I bought a movie today, Monty Python's
Life of Brian. It was on the 5.50 rack, it is nearly 30 years old (1979). Still the movie does have an R rating, so the register at the grocery store where I bought it automatically prompted the cashier: "Is customer over 17?"
When I buy wine or beer, which does not happen too often, but once in a while, the message comes up again, this time asking about being older than 21. IN either case, the cashier usually does what the woman behind the counter today did.
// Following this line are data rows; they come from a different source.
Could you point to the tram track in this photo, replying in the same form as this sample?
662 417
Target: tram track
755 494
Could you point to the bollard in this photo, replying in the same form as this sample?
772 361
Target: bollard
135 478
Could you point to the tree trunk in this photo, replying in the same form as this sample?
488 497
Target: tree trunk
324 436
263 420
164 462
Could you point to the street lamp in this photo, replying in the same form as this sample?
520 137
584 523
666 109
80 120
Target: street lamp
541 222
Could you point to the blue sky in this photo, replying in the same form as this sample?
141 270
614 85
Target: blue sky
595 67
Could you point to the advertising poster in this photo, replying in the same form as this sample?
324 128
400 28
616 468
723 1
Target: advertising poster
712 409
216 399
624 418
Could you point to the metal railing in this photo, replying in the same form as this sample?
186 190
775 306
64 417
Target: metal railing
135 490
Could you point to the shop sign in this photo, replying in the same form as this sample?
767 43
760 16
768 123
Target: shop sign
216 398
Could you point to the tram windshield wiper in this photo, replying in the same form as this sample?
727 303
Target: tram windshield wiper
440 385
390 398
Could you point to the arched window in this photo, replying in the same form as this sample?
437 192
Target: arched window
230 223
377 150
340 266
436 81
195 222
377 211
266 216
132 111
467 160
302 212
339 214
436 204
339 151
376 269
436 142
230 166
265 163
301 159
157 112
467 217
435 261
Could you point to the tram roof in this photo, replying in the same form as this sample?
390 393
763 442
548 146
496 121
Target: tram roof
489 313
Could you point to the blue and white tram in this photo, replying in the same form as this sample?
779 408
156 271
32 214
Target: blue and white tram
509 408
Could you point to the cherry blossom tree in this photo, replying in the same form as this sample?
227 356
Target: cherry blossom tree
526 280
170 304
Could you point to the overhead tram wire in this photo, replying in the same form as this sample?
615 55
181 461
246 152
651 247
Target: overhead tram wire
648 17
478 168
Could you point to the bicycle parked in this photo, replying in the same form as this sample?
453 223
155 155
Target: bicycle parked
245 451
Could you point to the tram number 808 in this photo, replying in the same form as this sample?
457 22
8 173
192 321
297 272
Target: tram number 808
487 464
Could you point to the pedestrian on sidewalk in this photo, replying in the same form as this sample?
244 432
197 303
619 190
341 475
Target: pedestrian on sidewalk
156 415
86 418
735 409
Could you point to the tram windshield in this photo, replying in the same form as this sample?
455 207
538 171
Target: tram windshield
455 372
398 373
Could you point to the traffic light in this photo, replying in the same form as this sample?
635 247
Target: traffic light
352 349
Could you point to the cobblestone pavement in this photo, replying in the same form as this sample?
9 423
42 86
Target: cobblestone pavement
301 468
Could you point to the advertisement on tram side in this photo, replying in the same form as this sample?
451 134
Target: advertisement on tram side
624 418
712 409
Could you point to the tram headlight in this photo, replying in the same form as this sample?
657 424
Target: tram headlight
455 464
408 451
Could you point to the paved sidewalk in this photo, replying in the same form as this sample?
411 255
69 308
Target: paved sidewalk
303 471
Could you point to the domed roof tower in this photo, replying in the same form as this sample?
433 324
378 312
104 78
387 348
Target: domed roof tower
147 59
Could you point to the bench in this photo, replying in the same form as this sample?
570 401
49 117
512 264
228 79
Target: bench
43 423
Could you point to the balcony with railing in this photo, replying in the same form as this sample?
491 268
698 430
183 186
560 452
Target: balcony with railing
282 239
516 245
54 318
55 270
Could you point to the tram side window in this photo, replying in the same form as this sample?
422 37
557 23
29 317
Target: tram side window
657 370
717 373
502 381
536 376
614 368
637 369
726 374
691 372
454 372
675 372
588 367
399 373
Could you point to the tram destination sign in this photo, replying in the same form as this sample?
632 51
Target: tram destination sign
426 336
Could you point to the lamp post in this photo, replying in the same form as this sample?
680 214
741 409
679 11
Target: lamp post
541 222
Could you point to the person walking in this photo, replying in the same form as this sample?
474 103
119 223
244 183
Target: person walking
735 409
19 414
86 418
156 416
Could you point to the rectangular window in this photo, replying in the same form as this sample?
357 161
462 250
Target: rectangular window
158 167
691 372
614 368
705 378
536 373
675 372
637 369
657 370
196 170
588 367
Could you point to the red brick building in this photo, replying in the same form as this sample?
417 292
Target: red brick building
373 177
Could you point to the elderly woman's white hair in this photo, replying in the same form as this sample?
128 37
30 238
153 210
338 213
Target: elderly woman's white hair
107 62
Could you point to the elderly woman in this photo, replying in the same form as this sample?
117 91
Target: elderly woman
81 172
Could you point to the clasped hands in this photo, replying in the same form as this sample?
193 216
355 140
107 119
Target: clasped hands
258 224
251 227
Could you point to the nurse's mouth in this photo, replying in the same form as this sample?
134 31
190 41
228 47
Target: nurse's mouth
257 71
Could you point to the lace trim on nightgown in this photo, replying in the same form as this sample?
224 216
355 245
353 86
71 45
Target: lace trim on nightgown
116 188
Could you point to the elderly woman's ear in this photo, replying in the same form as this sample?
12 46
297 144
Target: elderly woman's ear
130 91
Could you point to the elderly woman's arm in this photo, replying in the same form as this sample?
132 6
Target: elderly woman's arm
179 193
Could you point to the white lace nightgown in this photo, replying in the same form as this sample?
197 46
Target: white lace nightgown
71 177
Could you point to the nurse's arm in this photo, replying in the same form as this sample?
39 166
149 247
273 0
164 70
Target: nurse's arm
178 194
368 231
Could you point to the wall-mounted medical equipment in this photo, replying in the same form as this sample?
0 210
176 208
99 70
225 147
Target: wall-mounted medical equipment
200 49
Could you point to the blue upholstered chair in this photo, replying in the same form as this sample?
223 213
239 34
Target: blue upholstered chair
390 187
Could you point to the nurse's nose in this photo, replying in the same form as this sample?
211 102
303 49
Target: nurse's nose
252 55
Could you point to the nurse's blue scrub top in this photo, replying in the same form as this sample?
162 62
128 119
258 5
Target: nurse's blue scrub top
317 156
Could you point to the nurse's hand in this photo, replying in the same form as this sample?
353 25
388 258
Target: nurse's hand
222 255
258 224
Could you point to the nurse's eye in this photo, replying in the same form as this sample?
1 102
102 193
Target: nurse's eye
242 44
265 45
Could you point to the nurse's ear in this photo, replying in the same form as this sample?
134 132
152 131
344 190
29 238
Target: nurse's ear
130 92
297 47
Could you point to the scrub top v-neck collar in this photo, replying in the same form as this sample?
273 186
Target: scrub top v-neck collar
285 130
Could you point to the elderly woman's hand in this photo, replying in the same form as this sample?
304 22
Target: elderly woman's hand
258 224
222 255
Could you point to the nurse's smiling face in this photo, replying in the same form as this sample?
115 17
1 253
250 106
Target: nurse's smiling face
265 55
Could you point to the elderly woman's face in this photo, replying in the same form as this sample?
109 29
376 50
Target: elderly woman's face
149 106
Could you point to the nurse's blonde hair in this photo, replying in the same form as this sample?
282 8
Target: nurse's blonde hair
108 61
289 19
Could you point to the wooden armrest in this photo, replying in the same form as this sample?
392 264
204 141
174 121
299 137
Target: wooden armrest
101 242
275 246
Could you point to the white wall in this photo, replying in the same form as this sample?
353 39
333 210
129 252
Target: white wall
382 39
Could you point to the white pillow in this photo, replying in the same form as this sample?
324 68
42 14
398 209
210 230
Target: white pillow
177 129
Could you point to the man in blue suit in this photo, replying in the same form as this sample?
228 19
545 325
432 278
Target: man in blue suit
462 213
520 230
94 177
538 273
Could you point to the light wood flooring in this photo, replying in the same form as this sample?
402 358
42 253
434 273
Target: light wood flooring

She reached over with a huff and smacked the "yes" button as though it should be obvious even to the machine that I was well over 17.
In any age restricted purchase or admission – again not often, but there are some R movies I'll see at the theatre and I have a fondness for a good White Zinfandel – I am passed through unasked to prove that I am an adult.
By the time I was 16, I had already surpassed most people in height and weight both. I had a full bushy beard I started cultivating at 14, and I just looked older than 18, which was the legal drinking age at that time. When my then best friend discovered that most people mistook me for much older, we began the Buying of the Beer. Each and every time I walked to the counter and placed a 6, 12 or 24 pack of beer down and pulled out the wallet, I sweated and feared I was going to be carded. I never was.
These days, I sweat and fear that I WON'T be carded. Looking a lot older than my physical age was one time a goal, now it's … disturbing. There is a hassle to being carded, pulling out the driver's license, going through the rigmarole, but it would be nice if maybe it just wasn't quite so obvious that my teenage years are so far behind me even a cash register should be able to tell.
I don't qualify for the discount meals at Denny's yet, I've thought about going in there and ordering senior special just so someone would card me, but there is a two part issue with that: 1. I'm afraid that I wouldn't be carded there either and 2. Denny's food.
Maybe I should try it the other way around. I think the next time I go to see a movie, I'll claim I'm under 12 to get that children's discount. I can't imagine it would work, but imagine the ego-shot if I could pass it just once.
Of course, I'd have to try it at a G or PG movie.
1 comment:
There are stores around here that have Senior's Days. They never question me. Unfortunately.